La Fédération française des diabétiques déplore la non prise en charge financière des capteurs de glucose en continu, un appareil susceptible d’améliorer le suivi de la maladie chronique et de d’empêcher certaines complications, qu’une partie des malades ne peut se payer. Le dispositif pourrait toutefois être pris en charge par l’Assurance maladie dans les mois à venir.

Si les questions de l’accès à l’innovation tournent beaucoup autour du prix onéreux des nouveaux anticancéreux, celle de l’accès pour tous à certains dispositifs médicaux fait également parler. Ainsi, la Fédération française des diabétiques et d’autres organisations militent pour le remboursement par l’Assurance maladie des capteurs de glucose en continu. Des pétitions circulent à ce sujet.

Ce capteur de glucose connecté permet d’automatiser le suivi de la glycémie, et d’optimiser les injections d’insuline. « C’est une amélioration de la qualité de vie et cela permet d’avoir un meilleur suivi rapport à la maladie », assure Caroline Guillot, responsable du Diabète Lab à la Fédération française des diabétiques.

« Un peu peu plus de 20.000 personnes disposent d’un capteur de glucose en continu en France. On crée une fracture sociale, entre les patients qui peuvent se le payer et ceux qui ne le peuvent pas. Il faut permettre à tous d’avoir accès aux innovations thérapeutiques », lance Gérard Raymond, président de la Fédération française des diabétiques, lors d’une conférence de presse, mardi 8 novembre. Le coût proposé par l’industriel est de 124 euros par mois, rappelle–t-il.

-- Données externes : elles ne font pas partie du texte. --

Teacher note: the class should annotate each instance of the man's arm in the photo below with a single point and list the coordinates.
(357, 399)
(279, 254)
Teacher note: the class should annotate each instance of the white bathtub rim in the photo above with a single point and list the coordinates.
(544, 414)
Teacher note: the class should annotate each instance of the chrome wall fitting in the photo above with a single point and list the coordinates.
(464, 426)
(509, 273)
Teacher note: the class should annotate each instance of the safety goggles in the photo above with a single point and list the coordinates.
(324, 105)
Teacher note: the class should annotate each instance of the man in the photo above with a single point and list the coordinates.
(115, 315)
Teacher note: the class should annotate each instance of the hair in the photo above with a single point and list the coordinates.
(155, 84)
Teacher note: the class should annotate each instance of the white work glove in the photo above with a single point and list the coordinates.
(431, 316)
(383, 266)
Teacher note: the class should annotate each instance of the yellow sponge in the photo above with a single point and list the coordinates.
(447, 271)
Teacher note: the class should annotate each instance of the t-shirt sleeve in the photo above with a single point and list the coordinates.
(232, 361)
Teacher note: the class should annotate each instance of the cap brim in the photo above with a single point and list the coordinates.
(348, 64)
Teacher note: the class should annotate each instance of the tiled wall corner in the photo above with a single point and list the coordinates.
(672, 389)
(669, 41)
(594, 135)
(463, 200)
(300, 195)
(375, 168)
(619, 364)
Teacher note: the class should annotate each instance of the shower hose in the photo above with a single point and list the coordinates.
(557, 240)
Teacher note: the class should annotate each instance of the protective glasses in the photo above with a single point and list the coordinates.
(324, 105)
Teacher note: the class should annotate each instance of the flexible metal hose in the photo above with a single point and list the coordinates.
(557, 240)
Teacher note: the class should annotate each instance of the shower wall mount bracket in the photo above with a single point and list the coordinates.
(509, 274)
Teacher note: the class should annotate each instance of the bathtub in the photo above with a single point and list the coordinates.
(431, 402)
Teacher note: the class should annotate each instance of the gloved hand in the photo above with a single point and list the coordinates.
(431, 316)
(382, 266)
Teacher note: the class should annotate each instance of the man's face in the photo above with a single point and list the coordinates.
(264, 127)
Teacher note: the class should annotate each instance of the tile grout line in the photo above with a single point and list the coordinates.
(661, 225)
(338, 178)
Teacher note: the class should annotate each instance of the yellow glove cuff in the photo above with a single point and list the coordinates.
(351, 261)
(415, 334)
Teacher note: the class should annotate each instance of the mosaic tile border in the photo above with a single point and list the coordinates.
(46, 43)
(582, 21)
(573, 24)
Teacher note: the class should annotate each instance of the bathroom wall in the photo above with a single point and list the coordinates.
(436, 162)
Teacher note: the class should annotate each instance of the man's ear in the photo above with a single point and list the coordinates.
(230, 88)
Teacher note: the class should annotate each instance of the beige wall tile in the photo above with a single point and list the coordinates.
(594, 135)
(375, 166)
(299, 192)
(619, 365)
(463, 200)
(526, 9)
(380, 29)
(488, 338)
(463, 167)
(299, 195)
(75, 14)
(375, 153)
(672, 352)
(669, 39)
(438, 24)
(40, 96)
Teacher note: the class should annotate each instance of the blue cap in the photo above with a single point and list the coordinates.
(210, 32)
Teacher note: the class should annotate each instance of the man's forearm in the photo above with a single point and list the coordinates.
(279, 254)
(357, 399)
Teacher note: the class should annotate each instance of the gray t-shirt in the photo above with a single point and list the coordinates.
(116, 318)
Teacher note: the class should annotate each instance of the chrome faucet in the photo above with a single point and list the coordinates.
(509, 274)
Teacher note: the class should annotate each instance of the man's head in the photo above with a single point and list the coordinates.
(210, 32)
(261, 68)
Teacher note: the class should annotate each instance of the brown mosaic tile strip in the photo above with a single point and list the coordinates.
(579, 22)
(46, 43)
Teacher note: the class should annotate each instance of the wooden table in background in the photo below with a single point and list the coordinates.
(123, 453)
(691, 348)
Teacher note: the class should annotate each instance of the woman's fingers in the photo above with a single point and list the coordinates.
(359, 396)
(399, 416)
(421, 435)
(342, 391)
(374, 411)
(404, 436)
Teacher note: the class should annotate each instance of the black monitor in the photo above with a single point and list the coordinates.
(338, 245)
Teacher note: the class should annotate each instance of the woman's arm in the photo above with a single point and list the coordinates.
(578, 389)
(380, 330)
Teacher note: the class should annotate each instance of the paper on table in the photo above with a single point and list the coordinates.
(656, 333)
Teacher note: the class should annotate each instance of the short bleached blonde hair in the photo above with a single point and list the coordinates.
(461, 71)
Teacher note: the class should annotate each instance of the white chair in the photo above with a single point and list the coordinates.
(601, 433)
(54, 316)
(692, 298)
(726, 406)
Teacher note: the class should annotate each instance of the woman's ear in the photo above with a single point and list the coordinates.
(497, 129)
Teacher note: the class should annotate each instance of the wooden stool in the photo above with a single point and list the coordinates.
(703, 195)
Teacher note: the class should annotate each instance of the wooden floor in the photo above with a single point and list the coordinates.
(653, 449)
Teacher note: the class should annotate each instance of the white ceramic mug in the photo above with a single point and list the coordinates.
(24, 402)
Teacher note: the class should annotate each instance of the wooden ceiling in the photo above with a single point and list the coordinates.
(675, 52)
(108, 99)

« Cet outil est disponible dans la majorité des pays occidentaux. La France est à la traîne en termes d’obtention du remboursement », avance le docteur Jean-Pierre Riveline, diabétologue à l’hôpital Lariboisière.

Les dangers d’un mauvais suivi

Avec cet outil, les diabétiques de type 1 qui représentent 10% des personnes touchées par la maladie en France, soit autour de 350.000 personnes, et une partie de ceux atteints d’un diabète de type 2 pourraient voir le suivi de leur maladie amélioré.

Le capteur est une vraie amélioration par rapport au suivi manuel, la glycémie capillaire. Celle-ci consiste à mesurer le taux de sucre dans le sang en prélevant une goutte de sang au niveau du doigt, puis en l’analysant avec un glucomètre. En moyenne, avec ce système, un patient fait deux glycémies par jour, alors que la Haute autorité de santé en préconise six.

Un mauvais suivi peut créer un diabète de type 1 mal équilibré pouvant entraîner des AVC, la cécité, des maladies du cœur, être responsable de la hausse du risque de démence chez les diabétiques…. Et le bilan est lourd. Au total, les diabètes de type 1 et de type 2 sont responsables de 34.000 morts en France, selon la Fédération française des diabétiques.

Une question de temps pour obtenir un remboursement

La mise en place du remboursement de ces appareils médicaux semble toutefois être une question de temps. La Haute autorité de santé a jugé en juillet que le capteur de glucose en continu Freestyle Libre, fabriqué par Abbott, améliorait le service médical rendu de façon « modérée » (ASMR III) et peut donc prétendre à une prise en charge de l’Assurance Maladie. Les autres capteurs de glucose en continu ont obtenu un ASMR IV, c’est-à-dire un service médical rendu faible, mais peuvent également prétendre à un remboursement, selon les critères de la Haute autorité de santé.

Les dossiers de demande de prise en charge viennent d’être déposés au Comité économique des produits de santé, en charge de la fixation des prix des médicaments et dispositifs médicaux pris en charge par l’Assurance maladie, rappelle Gérard Raymond. Mais le traitement des dossiers peut atteindre les 480 jours, selon le Syndicat national de l’industrie des technologies médicales (Snitem), alors que le CEPS dispose de 180 jours maximum pour le faire en théorie.